Ces chaussures innovantes suscitent de nombreuses questions depuis leur arrivée sur les courses à pied depuis près de dix ans.
Faire une belle performance lors de Marseille-Cassis, c'est le pied. Mais pour y parvenir, certains coureurs estiment que cela passe aussi par les chaussures. Et dans leur viseur, les chaussures à lames en carbone qui équipent de plus en plus de participants chaque année.
Mais sont-elles aussi importantes que ça pour réaliser une performance ? Et si tel est le cas, peut-on les assimiler à un "dopage technologique", à l'image des combinaisons en polyuréthane en natation qui avaient fini par être interdites des bassins de compétition en 2010 ?
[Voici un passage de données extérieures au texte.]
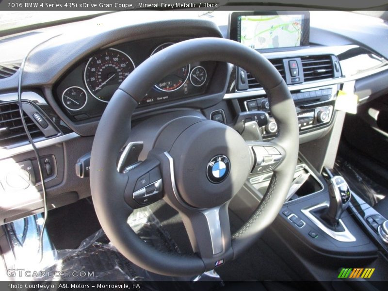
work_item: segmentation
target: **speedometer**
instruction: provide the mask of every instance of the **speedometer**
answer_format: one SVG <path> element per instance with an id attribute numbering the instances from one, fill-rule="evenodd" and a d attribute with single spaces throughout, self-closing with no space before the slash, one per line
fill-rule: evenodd
<path id="1" fill-rule="evenodd" d="M 115 48 L 109 48 L 89 59 L 85 68 L 85 84 L 95 98 L 108 102 L 114 91 L 134 69 L 128 55 Z"/>
<path id="2" fill-rule="evenodd" d="M 151 54 L 152 56 L 158 51 L 173 45 L 174 43 L 165 43 L 159 46 Z M 178 89 L 182 87 L 189 78 L 190 72 L 190 65 L 186 65 L 185 66 L 179 68 L 163 78 L 162 80 L 155 84 L 155 86 L 164 92 L 171 92 Z"/>

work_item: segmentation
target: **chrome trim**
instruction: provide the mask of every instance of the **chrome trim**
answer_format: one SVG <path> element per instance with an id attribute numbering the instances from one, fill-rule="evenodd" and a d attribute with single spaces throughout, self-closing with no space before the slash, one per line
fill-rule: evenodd
<path id="1" fill-rule="evenodd" d="M 10 102 L 17 101 L 17 93 L 7 93 L 6 94 L 0 95 L 0 101 L 3 102 Z M 22 92 L 21 94 L 22 100 L 31 101 L 35 103 L 39 104 L 47 105 L 46 100 L 40 95 L 35 92 L 27 91 Z"/>
<path id="2" fill-rule="evenodd" d="M 54 146 L 57 144 L 64 143 L 70 140 L 80 137 L 80 136 L 77 133 L 72 132 L 71 133 L 60 135 L 55 137 L 48 138 L 45 140 L 36 142 L 35 143 L 35 146 L 37 148 L 42 148 L 50 146 Z M 26 153 L 32 150 L 32 146 L 30 144 L 21 146 L 13 148 L 1 148 L 0 149 L 0 159 L 10 158 L 13 156 Z"/>
<path id="3" fill-rule="evenodd" d="M 123 153 L 121 154 L 121 156 L 120 157 L 118 163 L 117 163 L 117 172 L 119 173 L 121 172 L 123 164 L 124 162 L 125 162 L 126 160 L 127 160 L 127 157 L 128 156 L 128 154 L 130 151 L 130 149 L 132 148 L 132 147 L 133 146 L 143 144 L 143 142 L 133 142 L 129 143 L 126 146 L 125 148 L 124 148 L 124 150 L 123 151 Z M 129 171 L 129 170 L 128 170 L 128 171 Z"/>
<path id="4" fill-rule="evenodd" d="M 310 106 L 315 105 L 319 105 L 319 104 L 321 104 L 326 103 L 327 103 L 328 102 L 329 102 L 330 101 L 333 101 L 333 100 L 334 100 L 335 99 L 336 96 L 337 96 L 337 91 L 338 91 L 337 90 L 337 85 L 332 85 L 332 86 L 331 86 L 330 87 L 327 86 L 322 86 L 322 87 L 314 87 L 314 88 L 309 88 L 308 90 L 307 90 L 307 90 L 301 90 L 300 92 L 310 92 L 310 91 L 316 91 L 316 90 L 322 90 L 322 89 L 331 89 L 331 90 L 332 90 L 331 97 L 330 97 L 330 99 L 329 99 L 328 100 L 325 100 L 324 101 L 320 101 L 319 102 L 309 102 L 308 101 L 307 101 L 306 102 L 305 102 L 305 103 L 301 103 L 301 104 L 298 104 L 297 106 L 296 106 L 296 107 L 299 107 L 299 106 L 305 106 L 305 105 L 308 105 L 308 106 Z M 261 91 L 263 91 L 263 90 L 261 90 Z M 293 91 L 293 90 L 292 90 L 292 91 Z M 294 94 L 294 93 L 293 93 L 292 92 L 291 92 L 291 94 Z M 244 101 L 244 107 L 245 107 L 245 110 L 246 111 L 248 111 L 248 106 L 246 105 L 247 102 L 249 102 L 250 101 L 253 101 L 254 100 L 257 100 L 258 99 L 265 98 L 266 98 L 266 97 L 264 96 L 264 95 L 265 95 L 265 94 L 266 94 L 265 92 L 263 91 L 262 96 L 259 95 L 259 96 L 256 96 L 256 98 L 255 98 L 255 99 L 250 99 L 249 100 L 247 100 L 246 101 Z M 245 96 L 244 97 L 249 97 L 249 96 Z M 299 100 L 298 100 L 298 101 L 299 101 Z M 294 102 L 295 102 L 295 101 L 294 101 Z M 270 108 L 270 109 L 269 109 L 268 110 L 268 112 L 270 112 L 270 111 L 271 111 L 271 109 Z"/>
<path id="5" fill-rule="evenodd" d="M 210 238 L 211 240 L 213 255 L 219 254 L 222 252 L 223 249 L 222 232 L 219 214 L 220 207 L 220 206 L 214 207 L 201 211 L 206 217 L 206 220 L 208 222 L 208 227 L 210 232 Z"/>
<path id="6" fill-rule="evenodd" d="M 211 240 L 213 254 L 215 255 L 222 252 L 224 248 L 223 236 L 221 229 L 220 217 L 218 215 L 220 208 L 221 206 L 214 207 L 210 209 L 200 209 L 194 208 L 186 204 L 178 194 L 178 190 L 177 189 L 177 185 L 175 183 L 175 175 L 174 173 L 174 160 L 168 152 L 164 152 L 164 155 L 168 159 L 170 173 L 171 177 L 171 184 L 173 188 L 173 192 L 174 192 L 175 197 L 185 208 L 192 211 L 197 211 L 205 215 L 208 222 L 208 228 Z M 221 249 L 221 251 L 219 250 L 220 249 Z"/>
<path id="7" fill-rule="evenodd" d="M 368 72 L 364 73 L 359 73 L 356 75 L 355 75 L 351 77 L 345 77 L 342 78 L 338 78 L 336 79 L 331 79 L 327 80 L 324 80 L 323 81 L 311 81 L 310 82 L 306 82 L 303 84 L 298 84 L 295 85 L 288 85 L 289 90 L 290 91 L 292 90 L 301 90 L 307 89 L 313 89 L 316 87 L 321 87 L 324 86 L 329 86 L 330 85 L 338 85 L 339 84 L 342 84 L 345 82 L 349 82 L 350 81 L 353 81 L 359 79 L 365 78 L 369 76 L 372 76 L 374 74 L 380 73 L 383 71 L 388 70 L 388 66 L 384 66 L 380 68 L 371 70 Z M 236 92 L 234 93 L 226 93 L 224 97 L 224 99 L 233 99 L 235 98 L 243 98 L 245 97 L 250 97 L 251 96 L 256 96 L 258 95 L 264 95 L 266 94 L 266 93 L 264 89 L 242 91 L 239 92 Z"/>
<path id="8" fill-rule="evenodd" d="M 341 224 L 342 226 L 344 228 L 345 230 L 337 232 L 332 230 L 328 228 L 326 226 L 321 223 L 315 216 L 312 214 L 310 211 L 314 210 L 317 208 L 322 207 L 322 206 L 329 207 L 329 204 L 326 202 L 318 204 L 312 207 L 310 207 L 307 209 L 302 209 L 301 211 L 307 216 L 310 220 L 313 222 L 315 225 L 318 226 L 326 234 L 331 236 L 332 238 L 339 242 L 356 242 L 356 238 L 350 233 L 350 231 L 345 226 L 345 224 L 342 222 L 341 219 L 339 221 L 339 223 Z"/>
<path id="9" fill-rule="evenodd" d="M 124 169 L 124 170 L 123 171 L 123 173 L 124 174 L 127 174 L 127 173 L 128 173 L 129 171 L 130 171 L 131 170 L 132 170 L 134 168 L 136 168 L 137 166 L 140 165 L 141 163 L 142 163 L 142 162 L 139 161 L 137 162 L 135 162 L 134 164 L 132 164 L 130 166 L 128 166 L 125 169 Z"/>
<path id="10" fill-rule="evenodd" d="M 302 197 L 300 197 L 299 198 L 297 198 L 296 199 L 293 199 L 293 200 L 289 200 L 288 201 L 286 201 L 284 203 L 284 205 L 287 205 L 287 203 L 288 203 L 288 202 L 292 202 L 292 201 L 297 201 L 298 199 L 301 199 L 302 198 L 304 198 L 306 197 L 307 197 L 308 196 L 310 196 L 311 195 L 313 195 L 314 194 L 315 194 L 316 193 L 319 193 L 319 192 L 321 192 L 321 191 L 323 191 L 323 189 L 324 189 L 324 187 L 323 186 L 323 184 L 321 181 L 321 180 L 320 180 L 319 178 L 318 178 L 317 177 L 317 176 L 315 174 L 314 174 L 314 173 L 313 173 L 312 171 L 311 170 L 310 170 L 309 168 L 308 168 L 308 167 L 307 166 L 307 165 L 306 165 L 305 163 L 301 163 L 301 164 L 299 164 L 298 165 L 297 165 L 296 167 L 295 167 L 295 172 L 299 170 L 301 168 L 302 168 L 302 169 L 304 169 L 306 170 L 306 171 L 307 171 L 307 172 L 308 173 L 310 173 L 310 176 L 311 176 L 314 179 L 315 179 L 316 181 L 321 186 L 321 189 L 320 190 L 318 190 L 318 191 L 317 191 L 316 192 L 314 192 L 313 193 L 311 193 L 310 194 L 308 194 L 306 195 L 305 196 L 303 196 Z M 252 177 L 251 178 L 250 178 L 249 179 L 249 183 L 251 183 L 252 185 L 253 185 L 254 186 L 255 184 L 259 184 L 259 183 L 261 183 L 261 182 L 263 182 L 263 181 L 266 181 L 266 180 L 269 180 L 271 179 L 271 178 L 272 177 L 272 175 L 273 175 L 273 174 L 274 173 L 273 172 L 269 172 L 269 173 L 263 173 L 263 174 L 262 174 L 261 175 Z M 297 177 L 295 178 L 295 179 L 297 178 L 298 177 Z"/>

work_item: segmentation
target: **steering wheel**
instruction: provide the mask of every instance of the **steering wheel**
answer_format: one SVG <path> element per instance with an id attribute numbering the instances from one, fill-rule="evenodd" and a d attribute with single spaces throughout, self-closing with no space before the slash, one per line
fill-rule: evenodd
<path id="1" fill-rule="evenodd" d="M 159 68 L 173 71 L 203 61 L 232 63 L 253 74 L 267 93 L 279 130 L 276 137 L 268 142 L 245 142 L 231 128 L 200 114 L 182 113 L 177 117 L 176 113 L 170 119 L 166 114 L 158 121 L 157 130 L 148 132 L 148 128 L 143 128 L 145 136 L 154 137 L 147 147 L 146 158 L 125 173 L 119 172 L 118 156 L 132 134 L 134 110 L 165 75 Z M 239 43 L 222 38 L 179 42 L 137 67 L 115 92 L 102 115 L 90 165 L 90 186 L 97 217 L 117 249 L 146 270 L 181 276 L 213 269 L 246 251 L 275 220 L 292 181 L 298 146 L 292 97 L 280 75 L 265 58 Z M 278 161 L 277 165 L 257 209 L 232 235 L 229 202 L 263 153 Z M 193 254 L 158 250 L 141 240 L 127 223 L 134 209 L 160 199 L 180 214 Z"/>

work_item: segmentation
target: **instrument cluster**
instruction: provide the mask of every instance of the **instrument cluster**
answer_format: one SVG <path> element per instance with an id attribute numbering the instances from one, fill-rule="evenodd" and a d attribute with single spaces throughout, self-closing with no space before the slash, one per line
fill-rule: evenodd
<path id="1" fill-rule="evenodd" d="M 71 119 L 98 117 L 114 92 L 137 65 L 183 38 L 143 40 L 114 45 L 95 52 L 66 73 L 54 86 L 54 94 Z M 200 95 L 206 92 L 216 66 L 215 62 L 188 64 L 170 71 L 150 88 L 139 106 Z M 147 76 L 144 76 L 146 78 Z"/>

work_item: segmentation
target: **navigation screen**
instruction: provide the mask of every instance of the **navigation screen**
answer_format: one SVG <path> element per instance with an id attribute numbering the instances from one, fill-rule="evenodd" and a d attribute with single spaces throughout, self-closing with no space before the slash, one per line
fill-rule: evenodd
<path id="1" fill-rule="evenodd" d="M 243 45 L 255 49 L 308 45 L 309 28 L 304 12 L 243 13 L 235 15 L 232 38 Z"/>

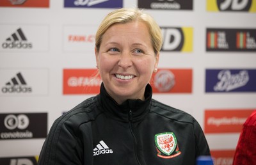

Une première apparition en 2016
En 2016, le podium des Jeux Olympiques de Rio est composé de trois athlètes chaussés d'un prototype inconnu en lames de carbone, conçu par une marque à virgule. Le Kenyan Eliud Kipchoge est médaillé d'or, trois ans avant d'être le premier à finir un marathon en moins de deux heures à l'aide un modèle plus perfectionné (non homologué).
Quelques années plus tard, toutes les marques ont leur propre modèle équipé du même matériau. Tous les athlètes adoptent cette technologie, convaincus de voir leurs performances s'améliorer. Mais "pour courir Marseille-Cassis en deux heures à 10 km/h, les lames en carbone n'ont pas un grand intérêt ", tempère le podologue du sport Frédéric Huet.
"Un effet de balançoire sur le sol"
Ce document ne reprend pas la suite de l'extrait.